On 29 July 2021, Fincantieri held its handover ceremony in Marghera to deliver Rotterdam to HAL the following day. The delivery came two months later than planned after the cruise line first announced in July 2020 that the COVID-19 pandemic had forced construction delays that extended the project's timeline. In October 2021, HAL named Princess Margriet of the Netherlands as the ship's godmother for the christening ceremony in Rotterdam. By naming the ship, she would become a five-time godmother for HAL after most recently christening in 2003. Princess Margriet christened the vessel on 30 May 2022.

== Service history ==
Rotterdam was originally scheduled to set sail for her maiden voyage, from Trieste to Civitavecchia, on 21 May 2021, calling in Dubrovnik, Kotor, Corfu, Taormina, and Naples. However, after the ship's delivery was postponed, HAL pushed the date back to 1 August 2021, after which she would re-position to Amsterdam for her inaugural season homeport and cruise to Northern Europe, including Norway, Iceland, and the Baltic region. In June 2021, HAL postponed the first voyage date once more to 26 September 2021 before it eventually cancelled all of her European sailings for her inaugural season upon the ship's delivery the following month. She sailed her first voyage on 20 October 2021, a 14-day transatlantic crossing between Amsterdam and her maiden homeport of Port Everglades with planned stops at Zeebrugge, Le Havre, Portland, Brest, and Ponta Delgada. For her inaugural season, Rotterdam sailed in the Caribbean before returning to Europe in April 2022.

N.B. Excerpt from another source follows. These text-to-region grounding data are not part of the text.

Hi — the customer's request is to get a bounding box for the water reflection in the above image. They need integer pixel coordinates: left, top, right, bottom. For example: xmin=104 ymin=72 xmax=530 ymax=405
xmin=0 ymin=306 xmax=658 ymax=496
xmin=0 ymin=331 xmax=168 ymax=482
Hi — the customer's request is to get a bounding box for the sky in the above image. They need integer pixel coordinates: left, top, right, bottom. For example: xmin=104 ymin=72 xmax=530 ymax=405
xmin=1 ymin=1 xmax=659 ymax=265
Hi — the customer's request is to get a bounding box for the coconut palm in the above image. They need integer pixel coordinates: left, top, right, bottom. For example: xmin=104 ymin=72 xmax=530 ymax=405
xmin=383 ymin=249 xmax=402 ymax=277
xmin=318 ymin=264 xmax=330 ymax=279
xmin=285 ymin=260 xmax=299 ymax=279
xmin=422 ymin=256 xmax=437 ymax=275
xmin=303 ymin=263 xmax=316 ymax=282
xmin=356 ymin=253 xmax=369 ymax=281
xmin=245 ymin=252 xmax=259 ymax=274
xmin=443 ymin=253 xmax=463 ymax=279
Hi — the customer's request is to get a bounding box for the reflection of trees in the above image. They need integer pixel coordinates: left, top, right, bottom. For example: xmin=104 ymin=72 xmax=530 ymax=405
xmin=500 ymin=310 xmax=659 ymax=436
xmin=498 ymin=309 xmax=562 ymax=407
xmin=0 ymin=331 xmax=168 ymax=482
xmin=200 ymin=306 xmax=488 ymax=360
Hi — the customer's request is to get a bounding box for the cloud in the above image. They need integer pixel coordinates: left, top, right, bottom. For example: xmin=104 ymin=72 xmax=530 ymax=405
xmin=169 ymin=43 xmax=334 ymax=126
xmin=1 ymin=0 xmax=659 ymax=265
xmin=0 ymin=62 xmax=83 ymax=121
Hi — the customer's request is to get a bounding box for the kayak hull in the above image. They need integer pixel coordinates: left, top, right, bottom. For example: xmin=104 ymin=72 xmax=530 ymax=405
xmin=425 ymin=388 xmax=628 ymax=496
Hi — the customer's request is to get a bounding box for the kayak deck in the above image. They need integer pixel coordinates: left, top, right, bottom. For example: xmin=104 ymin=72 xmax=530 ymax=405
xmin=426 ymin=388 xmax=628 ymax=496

On 15 October 2022, Rotterdam recreated the cruise line's maiden itinerary to celebrate Holland America Line's 150th anniversary: SS Rotterdam departed Rotterdam for the first time on 15 October 1872. Manhattan Borough President, Mark Levine officially declared 26 October an "honorary day" for the cruise line, recognising the occasion.

== Media appearances ==
The ship is featured prominently in the 2025 documentary series Supercruising: Life at Sea, which follows Rotterdam and her sister ship on three voyages to destinations including the Caribbean, Panama Canal, and North Africa. The series offers a behind-the-scenes view of the ship's crew, operations and guest experience as they strive to deliver a high-end cruise holiday.